Besides the default OS images, It's also possible to use a snapshot that you have already created from an existing instance. Also with custom snapshots you'll need to specify the ID of the snapshot/image, not the description you gave when you created the template instance.

I've tested snapshots for openSUSE MicroOS but others might work too. You can easily create a snapshot for MicroOS using this tool. Creating the snapshot takes just a couple of minutes and then you can use it with hetzner-k3s by setting the config option image to the ID of the snapshot, and snapshot_os to microos.

Keeping a project per cluster

If you want to create multiple clusters per project, see Configuring Cluster-CIDR and Service-CIDR. Make sure, that every cluster has its own dedicated Cluster- and Service-CIDR. If they overlap, it will cause problems. But I still recommend keeping clusters separated from each other. This way, if you want to delete a cluster with all the resources created for it, you can just delete the project.

Configuring Cluster-CIDR and Service-CIDR

Cluster-CIDR and Service-CIDR describe the IP-Ranges that are used for pods and services respectively. Under normal circumstances you should not need to change these values. However, advanced scenarios may require you to change them to avoid networking conflicts.
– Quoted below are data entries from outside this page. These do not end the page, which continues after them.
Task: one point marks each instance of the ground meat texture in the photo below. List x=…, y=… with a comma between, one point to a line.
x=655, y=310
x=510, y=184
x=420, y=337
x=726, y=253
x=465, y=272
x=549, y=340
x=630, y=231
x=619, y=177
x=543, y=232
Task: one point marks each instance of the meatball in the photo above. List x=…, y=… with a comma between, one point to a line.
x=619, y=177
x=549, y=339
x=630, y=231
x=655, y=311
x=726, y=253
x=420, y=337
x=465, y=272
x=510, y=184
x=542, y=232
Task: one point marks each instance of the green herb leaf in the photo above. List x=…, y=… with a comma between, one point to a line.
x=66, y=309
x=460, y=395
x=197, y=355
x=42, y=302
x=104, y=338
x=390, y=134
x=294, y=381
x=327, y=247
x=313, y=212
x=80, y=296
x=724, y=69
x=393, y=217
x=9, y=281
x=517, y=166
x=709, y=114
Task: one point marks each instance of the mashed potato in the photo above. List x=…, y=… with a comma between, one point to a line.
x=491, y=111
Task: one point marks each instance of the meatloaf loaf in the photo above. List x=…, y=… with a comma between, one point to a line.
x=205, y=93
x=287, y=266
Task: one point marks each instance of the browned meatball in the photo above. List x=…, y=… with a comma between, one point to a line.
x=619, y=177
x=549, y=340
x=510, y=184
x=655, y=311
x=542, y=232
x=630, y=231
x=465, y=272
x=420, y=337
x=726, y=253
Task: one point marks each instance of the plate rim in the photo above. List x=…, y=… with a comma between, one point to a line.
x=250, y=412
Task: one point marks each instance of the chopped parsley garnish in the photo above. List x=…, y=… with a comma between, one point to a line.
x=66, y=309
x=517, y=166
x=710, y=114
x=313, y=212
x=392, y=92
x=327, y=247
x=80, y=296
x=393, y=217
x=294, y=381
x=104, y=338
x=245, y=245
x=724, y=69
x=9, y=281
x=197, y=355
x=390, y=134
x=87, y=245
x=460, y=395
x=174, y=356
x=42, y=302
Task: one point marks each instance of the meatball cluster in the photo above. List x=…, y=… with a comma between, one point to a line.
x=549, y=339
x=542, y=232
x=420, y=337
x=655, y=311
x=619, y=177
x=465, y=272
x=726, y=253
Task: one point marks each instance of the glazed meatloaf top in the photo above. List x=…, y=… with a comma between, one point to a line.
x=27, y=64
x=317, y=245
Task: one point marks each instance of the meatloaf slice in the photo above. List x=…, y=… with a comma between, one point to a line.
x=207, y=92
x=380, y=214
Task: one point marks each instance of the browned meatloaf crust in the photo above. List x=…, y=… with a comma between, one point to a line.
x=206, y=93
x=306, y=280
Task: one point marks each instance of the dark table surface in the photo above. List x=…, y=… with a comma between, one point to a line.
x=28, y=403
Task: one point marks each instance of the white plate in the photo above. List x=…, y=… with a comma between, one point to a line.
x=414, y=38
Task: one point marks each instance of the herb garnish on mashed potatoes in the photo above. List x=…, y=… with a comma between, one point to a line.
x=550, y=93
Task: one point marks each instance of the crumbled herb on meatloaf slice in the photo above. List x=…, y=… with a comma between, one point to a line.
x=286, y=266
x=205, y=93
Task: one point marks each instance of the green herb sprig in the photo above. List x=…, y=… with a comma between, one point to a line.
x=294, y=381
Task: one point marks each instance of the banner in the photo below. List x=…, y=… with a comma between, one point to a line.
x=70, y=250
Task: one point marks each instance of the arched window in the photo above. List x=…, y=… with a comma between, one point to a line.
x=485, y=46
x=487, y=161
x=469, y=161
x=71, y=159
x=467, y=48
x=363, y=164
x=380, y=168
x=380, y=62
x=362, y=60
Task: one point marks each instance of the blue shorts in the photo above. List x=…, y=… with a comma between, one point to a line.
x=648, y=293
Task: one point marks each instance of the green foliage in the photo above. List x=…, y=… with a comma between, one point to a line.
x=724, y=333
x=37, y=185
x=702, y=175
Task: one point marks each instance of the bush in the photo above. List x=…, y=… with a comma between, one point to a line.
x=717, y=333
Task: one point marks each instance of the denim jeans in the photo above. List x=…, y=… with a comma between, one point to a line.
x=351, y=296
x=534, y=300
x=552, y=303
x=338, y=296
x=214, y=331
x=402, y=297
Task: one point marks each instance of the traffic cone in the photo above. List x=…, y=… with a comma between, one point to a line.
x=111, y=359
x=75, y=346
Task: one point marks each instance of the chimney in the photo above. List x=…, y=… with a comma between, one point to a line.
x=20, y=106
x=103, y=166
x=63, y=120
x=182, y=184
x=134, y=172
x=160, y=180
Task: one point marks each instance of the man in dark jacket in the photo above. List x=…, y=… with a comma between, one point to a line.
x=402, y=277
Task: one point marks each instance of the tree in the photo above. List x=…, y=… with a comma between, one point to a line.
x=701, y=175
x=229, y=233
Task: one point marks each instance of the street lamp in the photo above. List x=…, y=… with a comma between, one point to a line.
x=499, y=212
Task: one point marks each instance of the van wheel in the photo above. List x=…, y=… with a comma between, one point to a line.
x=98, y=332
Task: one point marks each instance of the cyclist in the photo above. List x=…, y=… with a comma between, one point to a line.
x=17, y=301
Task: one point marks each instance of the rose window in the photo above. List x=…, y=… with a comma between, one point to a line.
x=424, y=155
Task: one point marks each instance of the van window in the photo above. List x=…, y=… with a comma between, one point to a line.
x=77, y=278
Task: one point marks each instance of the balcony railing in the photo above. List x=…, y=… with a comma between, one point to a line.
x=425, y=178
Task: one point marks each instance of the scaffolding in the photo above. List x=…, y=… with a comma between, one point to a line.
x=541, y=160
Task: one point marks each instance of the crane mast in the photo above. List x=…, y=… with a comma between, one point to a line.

Changing the Cluster-CIDR (Pod IP-Range):

To change the Cluster-CIDR, uncomment/add the cluster_cidr option in your cluster configuration file and provide a valid CIDR notated network to use. The provided network must not be a subnet of your private network.

Changing the Service-CIDR (Service IP-Range):

To change the Service-CIDR, uncomment/add the service_cidr option in your cluster configuration file and provide a valid CIDR notated network to use. The provided network must not be a subnet of your private network.
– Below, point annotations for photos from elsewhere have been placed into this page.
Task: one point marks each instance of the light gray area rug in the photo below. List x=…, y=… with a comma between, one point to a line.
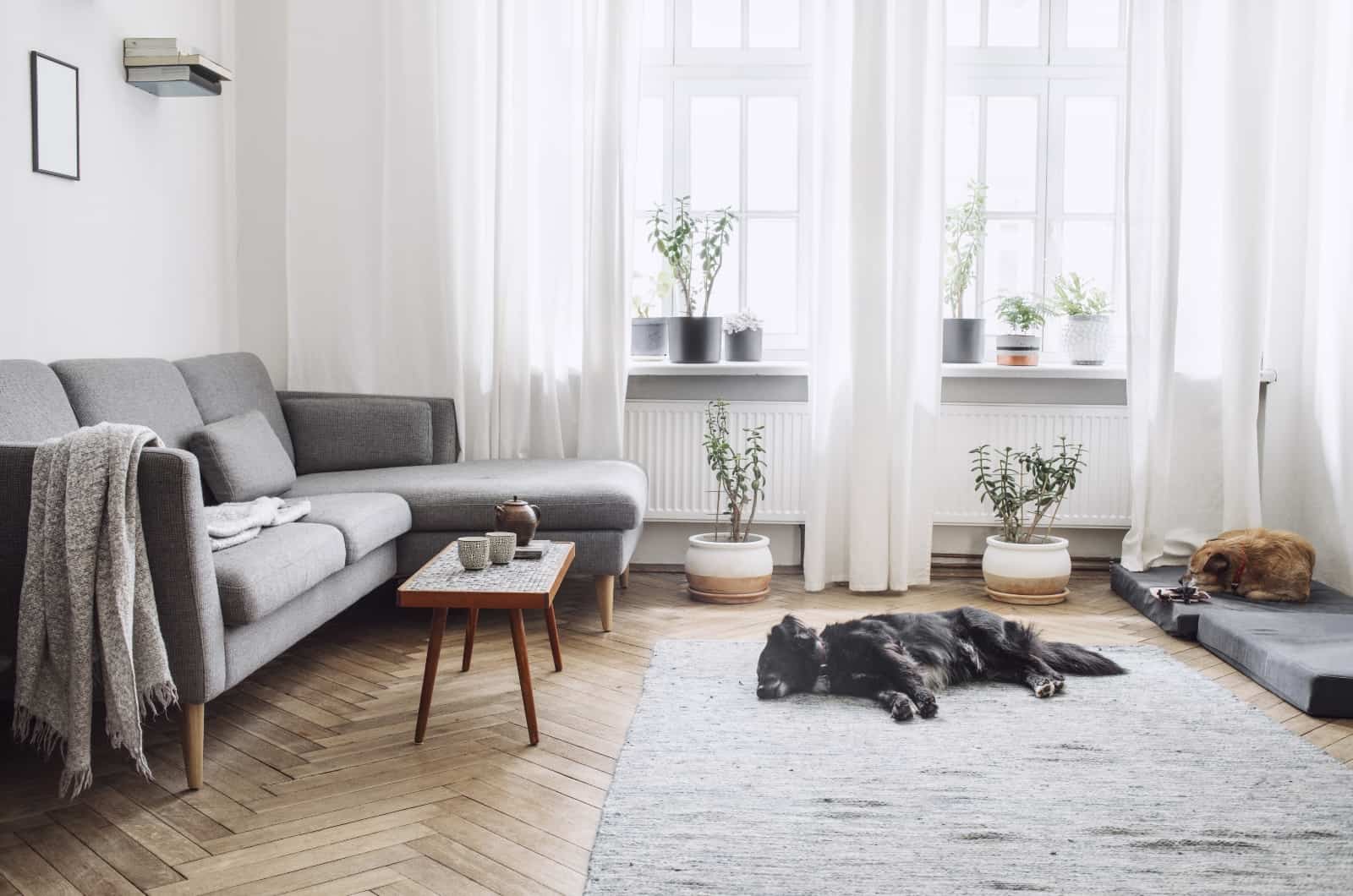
x=1159, y=781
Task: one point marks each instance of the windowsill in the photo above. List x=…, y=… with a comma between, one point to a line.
x=1041, y=371
x=639, y=367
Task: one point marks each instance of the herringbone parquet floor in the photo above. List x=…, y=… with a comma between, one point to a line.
x=315, y=784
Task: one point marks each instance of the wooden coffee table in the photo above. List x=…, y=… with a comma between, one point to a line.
x=444, y=583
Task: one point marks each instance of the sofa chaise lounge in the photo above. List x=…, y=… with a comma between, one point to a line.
x=382, y=475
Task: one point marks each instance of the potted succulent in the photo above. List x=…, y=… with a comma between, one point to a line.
x=742, y=337
x=965, y=231
x=1088, y=333
x=694, y=252
x=1025, y=317
x=649, y=333
x=1025, y=565
x=731, y=566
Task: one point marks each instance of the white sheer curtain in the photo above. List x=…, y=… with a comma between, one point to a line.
x=1309, y=427
x=879, y=254
x=457, y=210
x=1204, y=128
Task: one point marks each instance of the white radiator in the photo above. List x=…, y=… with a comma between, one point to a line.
x=1102, y=493
x=666, y=437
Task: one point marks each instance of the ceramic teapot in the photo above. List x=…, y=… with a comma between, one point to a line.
x=520, y=517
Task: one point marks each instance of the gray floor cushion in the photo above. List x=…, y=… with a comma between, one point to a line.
x=1303, y=653
x=257, y=576
x=572, y=494
x=1305, y=658
x=1181, y=619
x=365, y=519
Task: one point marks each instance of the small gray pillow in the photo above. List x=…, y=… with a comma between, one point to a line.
x=241, y=458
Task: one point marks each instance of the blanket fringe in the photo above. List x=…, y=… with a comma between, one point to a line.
x=40, y=733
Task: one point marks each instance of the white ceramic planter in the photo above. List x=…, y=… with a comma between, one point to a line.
x=1088, y=339
x=1034, y=573
x=728, y=571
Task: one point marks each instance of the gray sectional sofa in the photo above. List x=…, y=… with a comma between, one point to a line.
x=381, y=473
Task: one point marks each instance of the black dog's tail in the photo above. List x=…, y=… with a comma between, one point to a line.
x=1069, y=658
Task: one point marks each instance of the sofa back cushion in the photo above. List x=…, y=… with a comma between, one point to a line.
x=33, y=405
x=230, y=385
x=132, y=390
x=359, y=434
x=241, y=458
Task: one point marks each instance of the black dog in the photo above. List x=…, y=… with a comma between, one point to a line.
x=901, y=659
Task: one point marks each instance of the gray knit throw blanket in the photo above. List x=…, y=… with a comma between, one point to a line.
x=87, y=612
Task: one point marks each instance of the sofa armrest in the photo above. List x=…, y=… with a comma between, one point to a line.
x=446, y=436
x=183, y=573
x=15, y=485
x=180, y=562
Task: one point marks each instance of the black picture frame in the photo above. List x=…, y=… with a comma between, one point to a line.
x=33, y=94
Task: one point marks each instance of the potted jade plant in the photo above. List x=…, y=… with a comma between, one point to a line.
x=742, y=337
x=1026, y=563
x=731, y=565
x=1025, y=317
x=965, y=229
x=1088, y=333
x=694, y=252
x=649, y=333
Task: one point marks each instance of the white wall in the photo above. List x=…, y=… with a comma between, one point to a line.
x=137, y=258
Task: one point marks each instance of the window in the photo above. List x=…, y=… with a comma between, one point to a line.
x=1037, y=112
x=724, y=119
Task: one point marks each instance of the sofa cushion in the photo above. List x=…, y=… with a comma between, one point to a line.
x=260, y=576
x=367, y=520
x=227, y=385
x=241, y=458
x=132, y=390
x=1305, y=658
x=572, y=494
x=353, y=434
x=33, y=405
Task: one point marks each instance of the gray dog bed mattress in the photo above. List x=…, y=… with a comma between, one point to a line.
x=1303, y=653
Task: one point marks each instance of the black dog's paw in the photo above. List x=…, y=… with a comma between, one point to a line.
x=926, y=704
x=901, y=708
x=1042, y=686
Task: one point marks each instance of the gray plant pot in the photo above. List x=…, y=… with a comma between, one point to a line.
x=742, y=347
x=649, y=337
x=965, y=340
x=1018, y=349
x=694, y=340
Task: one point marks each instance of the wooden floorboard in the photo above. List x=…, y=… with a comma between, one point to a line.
x=315, y=784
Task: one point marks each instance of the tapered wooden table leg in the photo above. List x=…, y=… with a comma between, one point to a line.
x=554, y=637
x=471, y=624
x=528, y=699
x=439, y=628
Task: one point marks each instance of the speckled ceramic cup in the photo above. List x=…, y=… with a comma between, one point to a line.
x=502, y=547
x=473, y=551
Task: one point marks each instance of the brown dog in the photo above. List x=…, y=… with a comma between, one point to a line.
x=1262, y=565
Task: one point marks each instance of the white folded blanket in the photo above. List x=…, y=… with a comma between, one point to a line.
x=232, y=524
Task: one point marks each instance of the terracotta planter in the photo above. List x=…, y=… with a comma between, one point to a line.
x=728, y=571
x=1034, y=573
x=1018, y=349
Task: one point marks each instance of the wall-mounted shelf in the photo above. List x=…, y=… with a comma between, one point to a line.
x=164, y=68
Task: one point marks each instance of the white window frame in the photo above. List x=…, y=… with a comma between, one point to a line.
x=678, y=72
x=1052, y=74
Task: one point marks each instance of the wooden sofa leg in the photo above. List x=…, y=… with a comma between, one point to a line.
x=191, y=735
x=605, y=598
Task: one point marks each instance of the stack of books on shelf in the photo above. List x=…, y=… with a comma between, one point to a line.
x=164, y=68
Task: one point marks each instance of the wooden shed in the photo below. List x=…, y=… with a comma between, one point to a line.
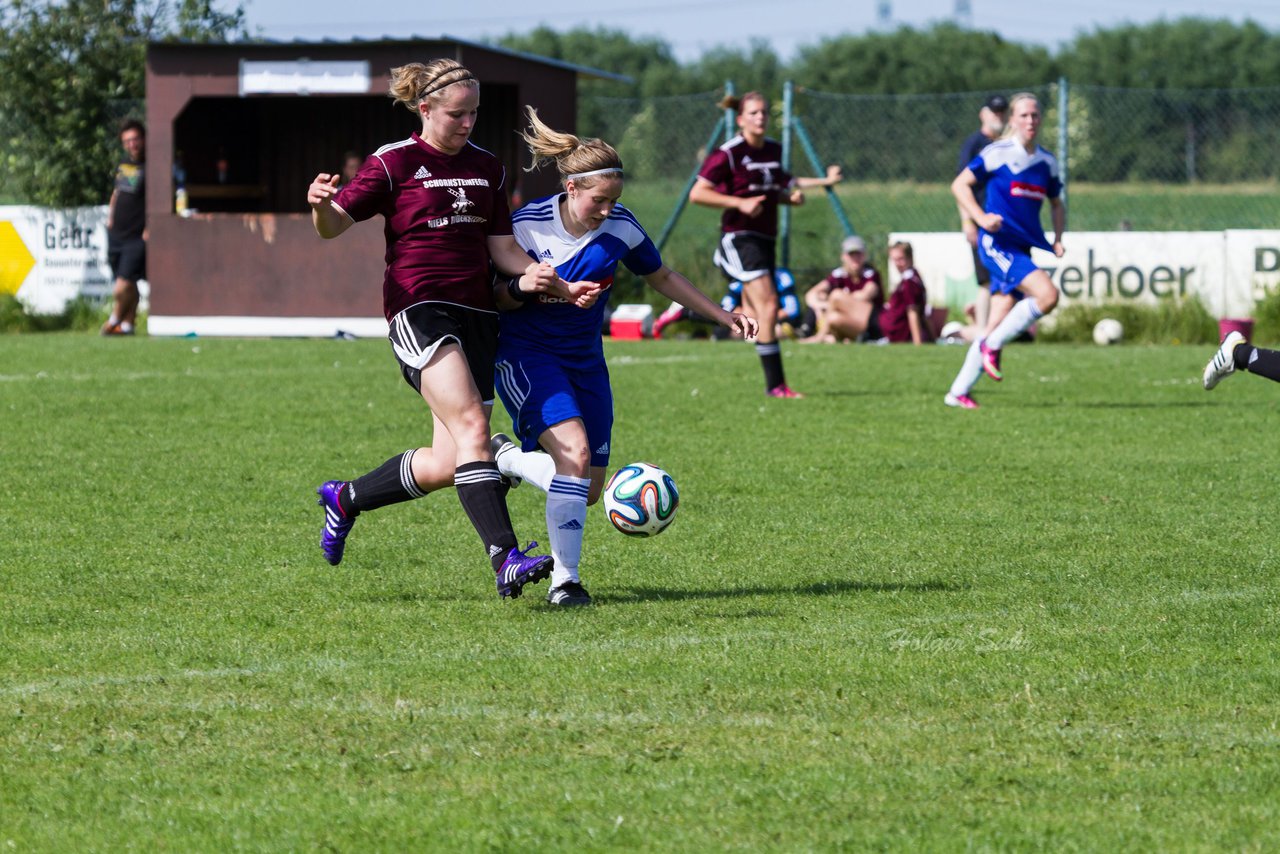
x=251, y=123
Also uncomment the cluster_dns option and provide a single IP-Address from your service_cidr range. cluster_dns sets the IP-Address of the coredns service.

Sizing the Networks

The networks you provide should provide enough space for the expected amount of pods/services. By default /16 networks are used. Please make sure you chose an adequate size, as changing the CIDR afterwards is not supported.

Idempotency

The create command can be run any number of times with the same configuration without causing any issue, since the process is idempotent. This means that if for some reason the create process gets stuck or throws errors (for example if the Hetzner API is unavailable or there are timeouts etc), you can just stop the current command, and re-run it with the same configuration to continue from where it left.
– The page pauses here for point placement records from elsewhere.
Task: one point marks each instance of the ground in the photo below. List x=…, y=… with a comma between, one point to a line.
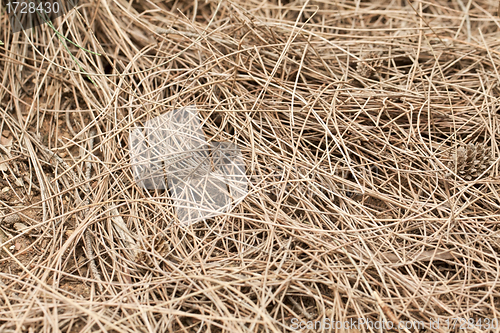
x=368, y=137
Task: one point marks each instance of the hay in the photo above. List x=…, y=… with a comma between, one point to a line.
x=350, y=116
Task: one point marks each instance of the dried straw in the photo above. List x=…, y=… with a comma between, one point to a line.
x=350, y=116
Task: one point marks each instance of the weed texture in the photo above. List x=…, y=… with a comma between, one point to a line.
x=368, y=136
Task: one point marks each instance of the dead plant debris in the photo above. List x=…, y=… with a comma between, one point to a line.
x=350, y=115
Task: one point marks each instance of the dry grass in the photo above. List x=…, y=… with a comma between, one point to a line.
x=352, y=118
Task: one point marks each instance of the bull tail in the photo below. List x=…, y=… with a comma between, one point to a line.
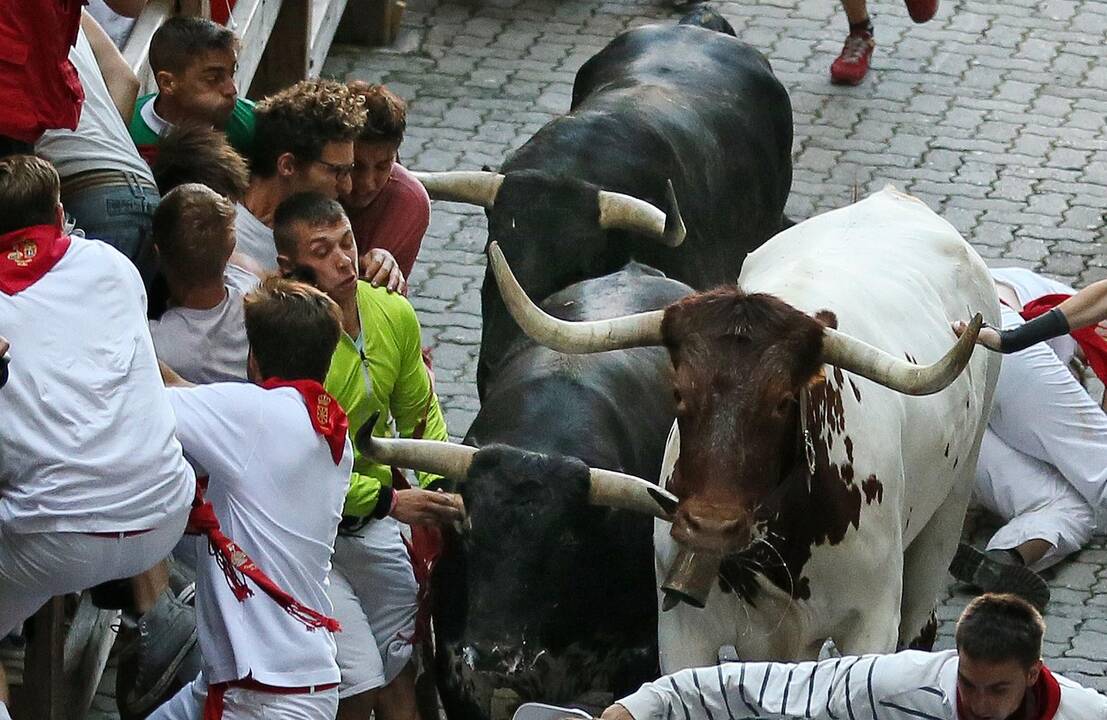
x=704, y=16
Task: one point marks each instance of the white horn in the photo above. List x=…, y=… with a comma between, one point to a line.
x=593, y=336
x=475, y=187
x=446, y=459
x=860, y=358
x=628, y=213
x=627, y=492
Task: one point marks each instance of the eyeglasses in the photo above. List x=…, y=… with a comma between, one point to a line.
x=340, y=171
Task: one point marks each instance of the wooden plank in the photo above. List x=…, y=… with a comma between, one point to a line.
x=254, y=22
x=324, y=21
x=43, y=697
x=285, y=60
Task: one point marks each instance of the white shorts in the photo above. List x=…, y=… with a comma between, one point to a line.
x=37, y=566
x=1043, y=461
x=249, y=705
x=373, y=590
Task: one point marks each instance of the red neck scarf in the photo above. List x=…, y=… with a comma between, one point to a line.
x=1046, y=698
x=324, y=411
x=1095, y=348
x=28, y=254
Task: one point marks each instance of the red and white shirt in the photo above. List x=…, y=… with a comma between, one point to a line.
x=86, y=441
x=278, y=494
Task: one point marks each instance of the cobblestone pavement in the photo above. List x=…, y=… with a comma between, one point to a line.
x=992, y=113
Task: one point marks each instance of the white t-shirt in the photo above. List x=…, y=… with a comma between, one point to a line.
x=278, y=495
x=1030, y=286
x=101, y=140
x=207, y=346
x=86, y=438
x=255, y=239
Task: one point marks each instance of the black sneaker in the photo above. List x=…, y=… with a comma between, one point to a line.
x=164, y=657
x=999, y=572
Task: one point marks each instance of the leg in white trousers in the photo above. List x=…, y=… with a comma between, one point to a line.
x=249, y=705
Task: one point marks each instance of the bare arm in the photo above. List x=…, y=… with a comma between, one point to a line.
x=1087, y=307
x=126, y=8
x=171, y=378
x=122, y=84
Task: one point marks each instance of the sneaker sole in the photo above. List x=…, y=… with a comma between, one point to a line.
x=973, y=567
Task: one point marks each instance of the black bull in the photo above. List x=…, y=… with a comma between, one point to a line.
x=659, y=103
x=546, y=597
Note that the kubeconfig will be overwritten when you re-run the create command.

Limitations:

  • if possible, please use modern SSH keys since some operating systems have deprecated old crypto based on SHA1; therefore I recommend you use ECDSA keys instead of the old RSA type
  • if you use a snapshot instead of one of the default images, the creation of the instances will take longer than when using a regular image
  • the setting networking.allowed_networks.api allows specifying which networks can access the Kubernetes API, but this only works with single master clusters currently. Multi-master HA clusters require a load balancer for the API, but load balancers are not yet covered by Hetzner's firewalls
  • if you enable autoscaling for one or more nodepools, do not change that setting afterwards as it can cause problems to the autoscaler
  • autoscaling is only supported when using Ubuntu or one of the other default images, not snapshots
  • worker nodes created by the autoscaler must be deleted manually from the Hetzner Console when deleting the cluster (this will be addressed in a future update)
  • SSH keys with passphrases can only be used if you set networking.ssh.use_ssh_agent to true and use an SSH agent to access your key. To start and agent e.g. on macOS:
eval "$(ssh-agent -s)"
ssh-add --apple-use-keychain ~/.ssh/<private key>